Nebojsa Malic replies:
Thank you for your compliments. I have done a few “historiographical” articles about the resources available to people who wish to research the Balkans the good, the bad, and the atrocious: “The Worthy Balkans Booklist,” “Worthless Words,” and “Balkans Online.” Though this is by no means a definitive list, and I need to do a follow-up sometime soon.
Hello Mr. Malic,
I found your article on Hamlet being staged in Bosnia truly interesting. It never occurred to me that this universal story could be set against an oriental backdrop. I was amazed at the Bosnian director’s imagination to set the play at the time of the Ottoman empire. I hope the crew will stage the play in London; I am sure it sheds new lights on one of the greatest plays of all time.
However, I didn’t quite get your political connotations on this performance. Why do you think is it wrong to include non-Bosnian actors and other crew members in the Bosnian version of Hamlet?
Nebojsa Malic replies:
I used the example of Hamlet to illustrated the absurdity of the “Bosniak” identity as crafted by Muslim politicians. The play was funded by government money, and from everything I’ve had a chance to hear was basically Shakespeare dressed up in Ottoman costumes and “enriched” with some “Bosnian” words in a hack translation. There is creativity, and there is farce; this is the latter.
I really like Antiwar.com and support it financially on occasion I’m in the choir, so to speak. But I found myself shaking my head in disbelief at the opening paragraphs of Mr. Hirsch’s article suggesting that Florida rather than Iran be the target of U.S. nuclear weapons.

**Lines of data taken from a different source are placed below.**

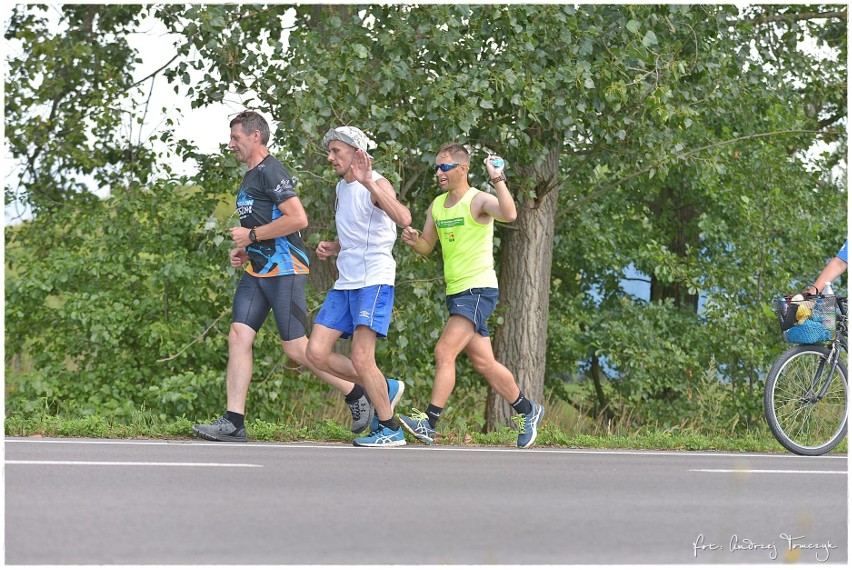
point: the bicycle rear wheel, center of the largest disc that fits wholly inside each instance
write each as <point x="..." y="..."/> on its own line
<point x="799" y="421"/>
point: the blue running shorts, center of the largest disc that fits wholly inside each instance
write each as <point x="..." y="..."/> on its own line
<point x="345" y="309"/>
<point x="476" y="305"/>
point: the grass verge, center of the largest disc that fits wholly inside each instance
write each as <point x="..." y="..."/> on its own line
<point x="329" y="431"/>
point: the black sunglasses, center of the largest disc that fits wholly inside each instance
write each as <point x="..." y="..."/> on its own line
<point x="446" y="167"/>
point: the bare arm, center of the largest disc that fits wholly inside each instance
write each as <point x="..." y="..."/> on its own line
<point x="422" y="243"/>
<point x="832" y="271"/>
<point x="383" y="193"/>
<point x="501" y="208"/>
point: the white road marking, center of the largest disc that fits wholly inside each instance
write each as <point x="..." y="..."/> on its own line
<point x="129" y="463"/>
<point x="429" y="448"/>
<point x="778" y="471"/>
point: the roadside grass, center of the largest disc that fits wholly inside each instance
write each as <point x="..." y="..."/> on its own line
<point x="326" y="420"/>
<point x="456" y="434"/>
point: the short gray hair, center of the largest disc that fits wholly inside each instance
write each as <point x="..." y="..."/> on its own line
<point x="251" y="121"/>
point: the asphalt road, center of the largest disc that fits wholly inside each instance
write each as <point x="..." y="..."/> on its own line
<point x="99" y="502"/>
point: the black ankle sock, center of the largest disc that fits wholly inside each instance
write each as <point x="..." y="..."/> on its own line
<point x="239" y="420"/>
<point x="522" y="405"/>
<point x="355" y="394"/>
<point x="434" y="413"/>
<point x="391" y="424"/>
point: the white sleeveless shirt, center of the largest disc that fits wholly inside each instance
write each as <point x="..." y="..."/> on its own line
<point x="366" y="234"/>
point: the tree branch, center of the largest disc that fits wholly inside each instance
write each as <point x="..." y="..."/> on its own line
<point x="602" y="190"/>
<point x="841" y="14"/>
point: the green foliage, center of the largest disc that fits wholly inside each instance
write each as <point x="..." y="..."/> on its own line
<point x="697" y="147"/>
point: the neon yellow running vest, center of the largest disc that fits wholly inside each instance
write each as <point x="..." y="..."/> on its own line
<point x="467" y="245"/>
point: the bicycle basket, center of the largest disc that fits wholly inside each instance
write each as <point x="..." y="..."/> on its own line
<point x="807" y="320"/>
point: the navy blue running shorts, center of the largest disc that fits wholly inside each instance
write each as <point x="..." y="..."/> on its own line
<point x="476" y="305"/>
<point x="345" y="309"/>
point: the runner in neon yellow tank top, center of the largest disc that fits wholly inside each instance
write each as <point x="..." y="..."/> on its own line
<point x="463" y="219"/>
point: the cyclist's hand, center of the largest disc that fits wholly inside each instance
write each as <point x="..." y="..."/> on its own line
<point x="810" y="291"/>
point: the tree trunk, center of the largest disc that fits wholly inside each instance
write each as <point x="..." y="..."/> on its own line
<point x="526" y="256"/>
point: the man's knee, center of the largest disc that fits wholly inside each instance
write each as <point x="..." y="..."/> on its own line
<point x="316" y="355"/>
<point x="241" y="336"/>
<point x="445" y="353"/>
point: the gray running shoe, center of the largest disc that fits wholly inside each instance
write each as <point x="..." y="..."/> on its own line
<point x="221" y="430"/>
<point x="362" y="413"/>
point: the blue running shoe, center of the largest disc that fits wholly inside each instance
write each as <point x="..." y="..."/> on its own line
<point x="528" y="425"/>
<point x="395" y="390"/>
<point x="382" y="437"/>
<point x="418" y="426"/>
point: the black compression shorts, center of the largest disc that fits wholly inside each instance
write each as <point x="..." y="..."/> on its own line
<point x="284" y="294"/>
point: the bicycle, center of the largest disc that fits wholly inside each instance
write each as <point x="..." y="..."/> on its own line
<point x="806" y="396"/>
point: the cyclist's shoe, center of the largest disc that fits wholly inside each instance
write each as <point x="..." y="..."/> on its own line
<point x="418" y="426"/>
<point x="362" y="413"/>
<point x="395" y="390"/>
<point x="221" y="430"/>
<point x="528" y="425"/>
<point x="382" y="437"/>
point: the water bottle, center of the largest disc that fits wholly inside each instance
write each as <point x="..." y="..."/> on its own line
<point x="827" y="313"/>
<point x="496" y="162"/>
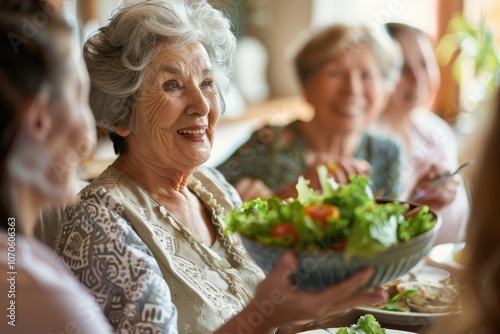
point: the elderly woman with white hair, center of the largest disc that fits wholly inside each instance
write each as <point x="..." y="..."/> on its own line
<point x="346" y="74"/>
<point x="146" y="237"/>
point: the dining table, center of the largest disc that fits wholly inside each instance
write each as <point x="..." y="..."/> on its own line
<point x="412" y="322"/>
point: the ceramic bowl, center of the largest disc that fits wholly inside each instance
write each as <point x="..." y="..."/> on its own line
<point x="322" y="268"/>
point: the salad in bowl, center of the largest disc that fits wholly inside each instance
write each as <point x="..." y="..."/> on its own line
<point x="335" y="232"/>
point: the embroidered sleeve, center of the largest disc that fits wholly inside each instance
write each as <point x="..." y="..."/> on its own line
<point x="97" y="243"/>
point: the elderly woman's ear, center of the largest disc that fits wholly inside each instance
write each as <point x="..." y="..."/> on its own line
<point x="123" y="132"/>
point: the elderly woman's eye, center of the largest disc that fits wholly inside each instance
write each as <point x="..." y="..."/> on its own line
<point x="367" y="75"/>
<point x="208" y="83"/>
<point x="171" y="85"/>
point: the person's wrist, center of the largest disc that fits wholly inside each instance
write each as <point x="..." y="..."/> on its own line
<point x="254" y="321"/>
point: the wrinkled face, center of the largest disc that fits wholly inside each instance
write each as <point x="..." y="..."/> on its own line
<point x="177" y="109"/>
<point x="418" y="74"/>
<point x="347" y="92"/>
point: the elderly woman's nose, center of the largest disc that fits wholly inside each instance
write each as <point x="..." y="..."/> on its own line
<point x="352" y="84"/>
<point x="198" y="103"/>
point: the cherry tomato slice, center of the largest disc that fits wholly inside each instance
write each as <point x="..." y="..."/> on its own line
<point x="285" y="231"/>
<point x="322" y="212"/>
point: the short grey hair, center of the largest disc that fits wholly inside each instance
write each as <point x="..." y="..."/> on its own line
<point x="118" y="55"/>
<point x="328" y="42"/>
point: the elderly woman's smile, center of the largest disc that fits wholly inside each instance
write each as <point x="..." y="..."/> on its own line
<point x="177" y="107"/>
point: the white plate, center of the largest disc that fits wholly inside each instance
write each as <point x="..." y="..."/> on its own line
<point x="404" y="318"/>
<point x="334" y="330"/>
<point x="423" y="273"/>
<point x="443" y="255"/>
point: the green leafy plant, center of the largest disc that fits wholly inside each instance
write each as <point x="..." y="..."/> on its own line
<point x="465" y="43"/>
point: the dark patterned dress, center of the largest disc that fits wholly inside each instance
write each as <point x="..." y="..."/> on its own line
<point x="277" y="158"/>
<point x="149" y="272"/>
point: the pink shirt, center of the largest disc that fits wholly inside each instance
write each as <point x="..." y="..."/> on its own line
<point x="432" y="141"/>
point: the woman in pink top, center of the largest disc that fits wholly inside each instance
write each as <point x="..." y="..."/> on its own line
<point x="429" y="143"/>
<point x="46" y="130"/>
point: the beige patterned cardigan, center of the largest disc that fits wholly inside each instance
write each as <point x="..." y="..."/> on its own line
<point x="138" y="261"/>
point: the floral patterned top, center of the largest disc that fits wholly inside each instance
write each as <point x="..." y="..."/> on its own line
<point x="278" y="159"/>
<point x="149" y="272"/>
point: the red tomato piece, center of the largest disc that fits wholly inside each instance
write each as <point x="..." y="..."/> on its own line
<point x="284" y="231"/>
<point x="322" y="212"/>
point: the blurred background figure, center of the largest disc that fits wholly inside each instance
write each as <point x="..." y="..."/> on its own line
<point x="481" y="256"/>
<point x="46" y="130"/>
<point x="429" y="144"/>
<point x="346" y="73"/>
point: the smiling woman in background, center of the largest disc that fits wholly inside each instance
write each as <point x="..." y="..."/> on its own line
<point x="46" y="130"/>
<point x="346" y="74"/>
<point x="146" y="237"/>
<point x="429" y="143"/>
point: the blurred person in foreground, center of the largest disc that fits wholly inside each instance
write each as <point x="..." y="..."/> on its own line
<point x="481" y="256"/>
<point x="46" y="130"/>
<point x="430" y="146"/>
<point x="147" y="236"/>
<point x="346" y="73"/>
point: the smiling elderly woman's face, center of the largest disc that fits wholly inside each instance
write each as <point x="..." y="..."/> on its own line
<point x="177" y="109"/>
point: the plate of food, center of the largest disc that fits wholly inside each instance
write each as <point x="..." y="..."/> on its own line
<point x="365" y="324"/>
<point x="414" y="302"/>
<point x="449" y="255"/>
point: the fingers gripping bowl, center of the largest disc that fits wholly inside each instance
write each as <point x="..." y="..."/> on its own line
<point x="336" y="233"/>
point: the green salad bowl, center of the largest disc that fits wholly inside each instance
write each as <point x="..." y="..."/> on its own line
<point x="319" y="269"/>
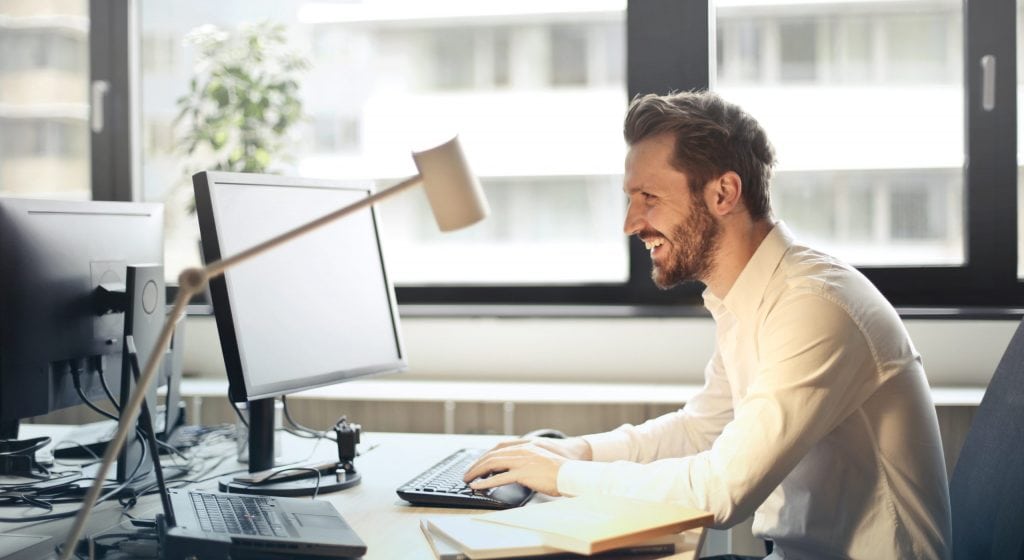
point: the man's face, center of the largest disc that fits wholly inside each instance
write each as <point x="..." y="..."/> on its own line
<point x="674" y="223"/>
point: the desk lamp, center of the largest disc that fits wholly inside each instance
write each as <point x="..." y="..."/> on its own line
<point x="457" y="202"/>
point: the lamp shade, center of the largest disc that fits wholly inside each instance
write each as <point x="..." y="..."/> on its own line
<point x="454" y="192"/>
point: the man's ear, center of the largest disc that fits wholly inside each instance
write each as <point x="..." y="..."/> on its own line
<point x="724" y="195"/>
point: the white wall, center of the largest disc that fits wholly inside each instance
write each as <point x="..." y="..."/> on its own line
<point x="652" y="350"/>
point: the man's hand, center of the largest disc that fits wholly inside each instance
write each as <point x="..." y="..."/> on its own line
<point x="532" y="463"/>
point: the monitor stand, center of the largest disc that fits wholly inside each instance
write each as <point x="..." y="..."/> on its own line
<point x="288" y="482"/>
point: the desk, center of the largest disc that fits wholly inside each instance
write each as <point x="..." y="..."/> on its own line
<point x="387" y="524"/>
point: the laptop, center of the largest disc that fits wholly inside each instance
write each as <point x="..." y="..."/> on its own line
<point x="212" y="524"/>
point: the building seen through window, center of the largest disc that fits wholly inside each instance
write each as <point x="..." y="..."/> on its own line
<point x="864" y="103"/>
<point x="44" y="84"/>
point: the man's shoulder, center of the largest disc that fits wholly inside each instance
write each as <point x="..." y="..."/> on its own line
<point x="811" y="275"/>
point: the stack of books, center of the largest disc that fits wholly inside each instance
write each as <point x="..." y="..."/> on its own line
<point x="585" y="525"/>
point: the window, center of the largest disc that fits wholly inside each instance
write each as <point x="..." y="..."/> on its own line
<point x="887" y="156"/>
<point x="530" y="91"/>
<point x="44" y="82"/>
<point x="862" y="90"/>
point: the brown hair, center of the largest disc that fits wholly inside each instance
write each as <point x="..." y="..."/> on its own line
<point x="713" y="136"/>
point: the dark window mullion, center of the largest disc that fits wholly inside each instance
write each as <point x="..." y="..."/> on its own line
<point x="991" y="151"/>
<point x="109" y="61"/>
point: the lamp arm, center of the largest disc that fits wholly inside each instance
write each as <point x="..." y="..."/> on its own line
<point x="190" y="283"/>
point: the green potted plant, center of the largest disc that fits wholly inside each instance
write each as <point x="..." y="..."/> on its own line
<point x="243" y="100"/>
<point x="239" y="114"/>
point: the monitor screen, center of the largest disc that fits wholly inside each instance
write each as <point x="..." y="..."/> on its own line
<point x="315" y="311"/>
<point x="53" y="255"/>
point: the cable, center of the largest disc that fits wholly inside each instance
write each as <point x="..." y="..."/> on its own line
<point x="306" y="469"/>
<point x="107" y="389"/>
<point x="288" y="417"/>
<point x="242" y="418"/>
<point x="75" y="372"/>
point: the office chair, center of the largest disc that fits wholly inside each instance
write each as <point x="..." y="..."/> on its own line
<point x="986" y="490"/>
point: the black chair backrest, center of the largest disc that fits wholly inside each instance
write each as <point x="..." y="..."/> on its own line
<point x="986" y="491"/>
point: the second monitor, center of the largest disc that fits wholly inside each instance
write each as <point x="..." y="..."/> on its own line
<point x="315" y="311"/>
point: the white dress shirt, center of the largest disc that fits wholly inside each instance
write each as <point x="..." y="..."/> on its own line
<point x="815" y="417"/>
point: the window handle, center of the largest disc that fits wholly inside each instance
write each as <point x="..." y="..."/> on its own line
<point x="99" y="89"/>
<point x="988" y="82"/>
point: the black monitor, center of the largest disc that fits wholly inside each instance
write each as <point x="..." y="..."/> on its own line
<point x="53" y="256"/>
<point x="315" y="311"/>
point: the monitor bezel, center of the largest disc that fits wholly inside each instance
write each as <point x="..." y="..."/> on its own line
<point x="241" y="389"/>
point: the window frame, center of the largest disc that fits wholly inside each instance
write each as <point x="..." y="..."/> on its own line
<point x="671" y="47"/>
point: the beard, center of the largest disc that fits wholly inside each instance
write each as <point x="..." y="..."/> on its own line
<point x="692" y="245"/>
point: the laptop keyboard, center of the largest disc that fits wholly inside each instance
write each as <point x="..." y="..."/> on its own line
<point x="442" y="485"/>
<point x="238" y="514"/>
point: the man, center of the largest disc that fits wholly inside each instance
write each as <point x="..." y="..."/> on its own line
<point x="815" y="415"/>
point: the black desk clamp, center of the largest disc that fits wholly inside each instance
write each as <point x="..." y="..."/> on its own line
<point x="348" y="437"/>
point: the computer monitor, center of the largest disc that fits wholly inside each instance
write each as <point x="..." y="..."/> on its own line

Of course I think that the use of nuclear weapons anywhere is wrong, and certainly the moves by the Bush administration to threaten Iran with this are truly frightening and serious, but even I have a hard time taking Mr. Hirsch seriously when he talks about nuking Florida. This suggestion does not work even as an attempt to point out the ridiculousness of nuking Iran. If there is an editor involved in this material at all, he or she should send Mr. Hirsch back to the drawing board to come up with a new opening. I can’t take him seriously at all and cannot read the article.
Jorge Hirsch replies:
Well, sorry if the suggestion turned you off; nuking Florida is what follows logically from the administration’s arguments that the media keeps parroting, and I believe it’s useful to say that to highlight the absurdity of it all.
It seems to me the most unreported story of the war in Iraq is that American GIs are dying to create a society in which Christians will not be allowed to live. Iraqi Christians are fleeing the country out of fear of persecution by Sunnis and Shi’ite radicals. Killing Christians seems to be one thing both sides can agree on. How would Americans (especially all those right-wing Christians who form the base of support for the war in this country) feel about the war if they understood this?